Üç saat ve çok fazla biradan sonra, telefonlarımızda gezinirken, birkaç zor günün ardından sonunda rahatlamıştık.

“İnanamıyorum!” Olivia telefonu yüzüme doğru itti. “Son dakika haberi, buna bak!”

Gözlerimi ekrandan onun ekranına kaydırdım ve başlıkları okurken midem bulandı:

#WallStreetPrensiGizemliKadınlaGörüldü

#EthanBlackBekarİmajınıBıraktı

Fotoğraflar, her zamanki gibi şık görünen Ethan'ı, muhteşem bir sarışını Blue Note caz barına yönlendirirken gösteriyordu. Eli kadının belindeydi, başı ona doğru eğilmişti, sanki özel bir konuşma yapıyorlardı.

Bu sabah söylediği şeyi hatırladım: “Bu gece dedem George’un yanında olacağım.” Bu onun örtbas hikayesi miydi?
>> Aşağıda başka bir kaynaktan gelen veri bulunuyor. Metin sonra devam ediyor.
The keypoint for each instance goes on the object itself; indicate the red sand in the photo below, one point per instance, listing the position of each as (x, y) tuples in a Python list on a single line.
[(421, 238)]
Başka biriyle dışarıda bir geceyi gizlemek için ustaca bir yalan mıydı?

“Onun gibi adamlar bunu hep yapar,” dedim, sakin kalmaya çalışarak.

Olivia başını sertçe salladı. “Hayır, bu onun ilk skandalı, hem de ilk kez.”

Kaşlarımı çattım, beynim dönüyordu. “O zaman neden medyanın onu yakalamasına izin versin? Şirketinin itibarını zedelemez mi?”

“Aynen!” Olivia bira şişesini bana doğrulttu. “Tek bir sebep var—görülmek istedi. Asıl soru şu: neden?”